Facial plast Surg 2001; 17(2): 129-140
DOI: 10.1055/s-2001-17762
Copyright © 2001 by Thieme Medical Publishers, Inc., 333 Seventh Avenue, New York, NY 10001, USA. Tel.: +1(212) 584-4662

Comprehensive Approach to Rejuvenation of the Neck

Oscar M. Ramirez1 , Keith M. Robertson2
  • 1Division of Plastic Surgery, Johns Hopkins University School of Medicine and University of Maryland School of Medicine, Baltimore, MD
  • 2Esthétique Internationale, Timonium, MD
Further Information

Publication History

Publication Date:
12 October 2001 (online)

ABSTRACT

A comprehensive rejuvenation of the neck depends on accurate analysis of the lower face and neck with attention to the contours and deep-lying structures. Although many surgeons address the well-recognized changes in skin and soft tissue that occur with aging, we believe bone resorption is also an important component. Loss of bone volume leads to loss of support for the soft tissues of the face. The result is soft tissue ptosis and loss of angularity between the various planes of the face. Initially, there is loss of the submental shadow and loss of height of the mandibular ramus. The gonial angle loses its prominence, and the chin becomes ptotic. The line of the body of the mandible is further obscured by the appearance of jowls. As the mandible shrinks, the submandibular gland as well as the muscles that make up the floor of the mouth are pushed inferiorly. For loss of bone support, implants tailored to the areas of deficit and to the aesthetic goals are used. These implants used for the mandible are tridimensional structures made from beaded polyethylene material. This restores the bone volume and provides good support for the soft tissues. We routinely perform a deep-layer cervicoplasty. This involves removing fat from the subplatysmal layer and between the anterior bellies of the digastric muscles. The digastric muscles are plicated toward the midline. The platysma muscle is separated from the underlying submandibular gland. Ptosis of the submandibular gland is treated by suspension of the fascia with sutures or imbrication of the overlying muscle.
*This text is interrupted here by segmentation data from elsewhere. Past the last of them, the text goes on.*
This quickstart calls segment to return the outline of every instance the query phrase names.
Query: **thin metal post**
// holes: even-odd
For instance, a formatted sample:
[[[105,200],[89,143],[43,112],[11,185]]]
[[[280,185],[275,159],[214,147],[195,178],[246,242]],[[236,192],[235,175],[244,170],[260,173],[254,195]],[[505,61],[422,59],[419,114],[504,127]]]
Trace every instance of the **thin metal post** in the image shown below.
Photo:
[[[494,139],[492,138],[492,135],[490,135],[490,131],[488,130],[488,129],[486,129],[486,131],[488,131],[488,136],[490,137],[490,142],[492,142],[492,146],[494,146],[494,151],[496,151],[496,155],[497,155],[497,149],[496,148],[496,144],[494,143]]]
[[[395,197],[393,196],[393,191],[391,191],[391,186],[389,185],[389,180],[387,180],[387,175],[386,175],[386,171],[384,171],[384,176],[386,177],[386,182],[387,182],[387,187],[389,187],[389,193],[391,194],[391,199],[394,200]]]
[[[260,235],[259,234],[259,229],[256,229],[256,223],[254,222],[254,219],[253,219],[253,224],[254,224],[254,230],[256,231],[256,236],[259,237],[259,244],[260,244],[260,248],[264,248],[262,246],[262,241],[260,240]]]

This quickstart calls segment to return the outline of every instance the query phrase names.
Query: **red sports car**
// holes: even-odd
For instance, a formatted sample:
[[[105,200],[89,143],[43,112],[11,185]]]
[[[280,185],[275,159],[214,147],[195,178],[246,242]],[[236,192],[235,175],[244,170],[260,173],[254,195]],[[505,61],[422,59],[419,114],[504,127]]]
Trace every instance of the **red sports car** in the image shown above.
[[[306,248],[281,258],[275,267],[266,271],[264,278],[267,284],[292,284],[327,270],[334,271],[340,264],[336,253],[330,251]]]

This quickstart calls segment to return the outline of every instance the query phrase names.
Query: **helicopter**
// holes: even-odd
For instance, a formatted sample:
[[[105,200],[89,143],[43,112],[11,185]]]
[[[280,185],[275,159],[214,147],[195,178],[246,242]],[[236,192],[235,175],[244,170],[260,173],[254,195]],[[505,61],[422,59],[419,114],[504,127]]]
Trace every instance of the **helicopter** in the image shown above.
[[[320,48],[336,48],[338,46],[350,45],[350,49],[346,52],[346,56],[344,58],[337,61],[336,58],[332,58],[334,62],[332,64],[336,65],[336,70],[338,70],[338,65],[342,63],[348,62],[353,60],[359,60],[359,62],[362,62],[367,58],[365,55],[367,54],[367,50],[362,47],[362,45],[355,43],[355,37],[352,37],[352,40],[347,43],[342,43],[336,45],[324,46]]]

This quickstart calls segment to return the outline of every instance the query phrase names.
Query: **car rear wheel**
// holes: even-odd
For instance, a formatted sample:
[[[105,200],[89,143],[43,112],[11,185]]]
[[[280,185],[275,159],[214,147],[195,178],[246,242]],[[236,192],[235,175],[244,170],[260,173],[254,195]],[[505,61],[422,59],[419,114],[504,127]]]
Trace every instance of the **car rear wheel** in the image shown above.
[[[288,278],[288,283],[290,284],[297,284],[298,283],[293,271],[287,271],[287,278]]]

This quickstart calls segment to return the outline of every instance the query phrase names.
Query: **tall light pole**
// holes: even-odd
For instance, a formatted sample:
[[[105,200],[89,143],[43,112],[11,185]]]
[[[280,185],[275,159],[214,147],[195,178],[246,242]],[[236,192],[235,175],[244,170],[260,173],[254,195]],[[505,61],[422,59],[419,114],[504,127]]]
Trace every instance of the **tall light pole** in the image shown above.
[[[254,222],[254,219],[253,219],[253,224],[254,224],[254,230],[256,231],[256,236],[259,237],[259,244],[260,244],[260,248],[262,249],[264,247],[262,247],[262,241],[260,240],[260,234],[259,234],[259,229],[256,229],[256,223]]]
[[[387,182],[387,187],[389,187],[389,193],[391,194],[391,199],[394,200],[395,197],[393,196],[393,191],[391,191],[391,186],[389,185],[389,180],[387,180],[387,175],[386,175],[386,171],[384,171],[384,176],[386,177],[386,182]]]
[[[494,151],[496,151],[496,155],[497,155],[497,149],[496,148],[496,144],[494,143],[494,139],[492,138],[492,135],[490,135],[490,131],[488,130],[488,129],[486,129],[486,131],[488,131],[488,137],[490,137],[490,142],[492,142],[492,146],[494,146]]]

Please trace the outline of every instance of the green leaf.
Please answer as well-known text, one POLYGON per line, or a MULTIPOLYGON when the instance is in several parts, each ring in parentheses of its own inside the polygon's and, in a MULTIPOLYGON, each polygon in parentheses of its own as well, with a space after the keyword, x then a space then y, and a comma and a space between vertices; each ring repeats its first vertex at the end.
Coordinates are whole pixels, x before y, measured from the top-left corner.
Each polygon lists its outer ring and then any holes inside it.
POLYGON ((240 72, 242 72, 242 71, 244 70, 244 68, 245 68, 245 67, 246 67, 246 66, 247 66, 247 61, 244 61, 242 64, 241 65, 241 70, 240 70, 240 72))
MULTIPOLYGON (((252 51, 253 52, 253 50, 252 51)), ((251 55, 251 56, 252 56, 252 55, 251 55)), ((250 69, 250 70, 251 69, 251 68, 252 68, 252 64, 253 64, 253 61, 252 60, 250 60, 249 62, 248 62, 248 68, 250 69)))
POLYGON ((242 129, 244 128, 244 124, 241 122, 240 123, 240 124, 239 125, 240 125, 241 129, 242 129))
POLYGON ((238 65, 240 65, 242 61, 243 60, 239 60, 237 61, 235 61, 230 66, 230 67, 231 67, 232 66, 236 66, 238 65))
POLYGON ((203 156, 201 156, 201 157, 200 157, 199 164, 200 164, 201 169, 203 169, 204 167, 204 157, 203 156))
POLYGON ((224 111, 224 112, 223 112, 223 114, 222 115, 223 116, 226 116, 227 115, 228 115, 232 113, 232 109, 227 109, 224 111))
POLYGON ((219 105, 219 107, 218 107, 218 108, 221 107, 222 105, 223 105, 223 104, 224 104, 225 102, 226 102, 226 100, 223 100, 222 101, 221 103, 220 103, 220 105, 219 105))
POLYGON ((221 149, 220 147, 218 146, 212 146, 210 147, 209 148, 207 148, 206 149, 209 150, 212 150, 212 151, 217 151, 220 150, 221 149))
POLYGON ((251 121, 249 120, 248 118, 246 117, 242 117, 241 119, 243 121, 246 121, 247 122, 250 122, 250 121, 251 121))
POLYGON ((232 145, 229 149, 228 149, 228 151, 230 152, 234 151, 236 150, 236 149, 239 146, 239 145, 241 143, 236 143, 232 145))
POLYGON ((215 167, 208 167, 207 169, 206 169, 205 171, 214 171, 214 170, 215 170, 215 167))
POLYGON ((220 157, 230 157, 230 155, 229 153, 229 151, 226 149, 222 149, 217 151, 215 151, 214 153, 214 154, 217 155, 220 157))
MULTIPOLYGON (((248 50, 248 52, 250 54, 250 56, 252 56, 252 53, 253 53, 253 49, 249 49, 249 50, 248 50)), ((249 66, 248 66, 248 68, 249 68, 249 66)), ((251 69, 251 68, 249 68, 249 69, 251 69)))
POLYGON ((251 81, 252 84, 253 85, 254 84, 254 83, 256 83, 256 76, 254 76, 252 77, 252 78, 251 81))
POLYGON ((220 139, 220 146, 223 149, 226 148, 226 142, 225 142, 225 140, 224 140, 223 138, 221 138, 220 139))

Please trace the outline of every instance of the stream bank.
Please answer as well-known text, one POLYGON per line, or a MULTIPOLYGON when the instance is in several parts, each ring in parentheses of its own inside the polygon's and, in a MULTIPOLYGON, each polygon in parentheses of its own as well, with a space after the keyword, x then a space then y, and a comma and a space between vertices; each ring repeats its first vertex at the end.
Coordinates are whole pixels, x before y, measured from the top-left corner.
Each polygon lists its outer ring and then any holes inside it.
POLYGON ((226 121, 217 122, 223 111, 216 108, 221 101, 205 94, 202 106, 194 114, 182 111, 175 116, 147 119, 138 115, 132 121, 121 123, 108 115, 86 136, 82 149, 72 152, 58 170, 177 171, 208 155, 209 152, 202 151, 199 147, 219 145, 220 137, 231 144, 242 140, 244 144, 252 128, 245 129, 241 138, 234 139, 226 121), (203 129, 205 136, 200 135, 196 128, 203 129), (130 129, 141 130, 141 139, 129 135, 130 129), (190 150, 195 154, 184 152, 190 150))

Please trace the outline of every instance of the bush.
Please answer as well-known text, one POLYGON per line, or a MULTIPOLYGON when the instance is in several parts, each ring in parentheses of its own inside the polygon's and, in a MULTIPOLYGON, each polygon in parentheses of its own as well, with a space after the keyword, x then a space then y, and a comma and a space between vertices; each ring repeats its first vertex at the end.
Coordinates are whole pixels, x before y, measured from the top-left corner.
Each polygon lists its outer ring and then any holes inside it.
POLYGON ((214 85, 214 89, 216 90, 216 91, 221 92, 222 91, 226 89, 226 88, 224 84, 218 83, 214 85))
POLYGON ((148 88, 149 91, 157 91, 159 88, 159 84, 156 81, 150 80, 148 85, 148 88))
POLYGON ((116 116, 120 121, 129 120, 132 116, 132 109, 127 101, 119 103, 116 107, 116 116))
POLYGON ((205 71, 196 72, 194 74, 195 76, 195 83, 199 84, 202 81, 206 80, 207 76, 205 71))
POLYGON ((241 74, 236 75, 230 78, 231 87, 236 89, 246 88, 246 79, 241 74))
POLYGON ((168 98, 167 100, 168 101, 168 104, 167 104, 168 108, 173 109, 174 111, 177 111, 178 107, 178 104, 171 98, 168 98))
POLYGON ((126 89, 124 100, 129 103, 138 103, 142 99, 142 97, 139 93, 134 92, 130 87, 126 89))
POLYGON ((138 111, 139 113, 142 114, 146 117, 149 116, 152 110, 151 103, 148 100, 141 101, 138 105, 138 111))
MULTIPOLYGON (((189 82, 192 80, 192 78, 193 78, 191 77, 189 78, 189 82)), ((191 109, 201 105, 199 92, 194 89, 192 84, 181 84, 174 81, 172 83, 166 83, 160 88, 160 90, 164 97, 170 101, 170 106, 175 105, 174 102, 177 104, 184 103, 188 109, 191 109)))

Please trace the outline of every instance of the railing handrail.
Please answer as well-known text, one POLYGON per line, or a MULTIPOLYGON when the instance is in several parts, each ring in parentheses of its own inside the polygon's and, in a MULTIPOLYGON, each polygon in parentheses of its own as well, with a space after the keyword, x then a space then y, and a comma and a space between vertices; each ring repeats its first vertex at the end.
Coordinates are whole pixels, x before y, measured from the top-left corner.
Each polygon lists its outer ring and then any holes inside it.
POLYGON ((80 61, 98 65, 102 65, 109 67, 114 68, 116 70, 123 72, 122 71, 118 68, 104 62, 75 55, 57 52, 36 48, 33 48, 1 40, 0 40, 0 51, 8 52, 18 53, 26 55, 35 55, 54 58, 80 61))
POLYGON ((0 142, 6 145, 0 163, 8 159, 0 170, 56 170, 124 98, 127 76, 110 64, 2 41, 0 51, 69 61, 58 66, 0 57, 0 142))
A short corset platysmaplasty brings the platysma muscles to the midline. Above the level of the hyoid bone, the digastric muscles are included in the sutures. If the patient has an obtuse cervicomental angle, but good-quality skin, there may be no need to perform skin resection. In these patients who are candidates for nonexcisional cervicoplasty, we routinely place a neck suspension suture. Patients with poor skin quality or excessive skin on the neck and jawline will require an excisional cervicoplasty or cervicofacial rhytidectomy. We have obtained consistently good results using this comprehensive approach.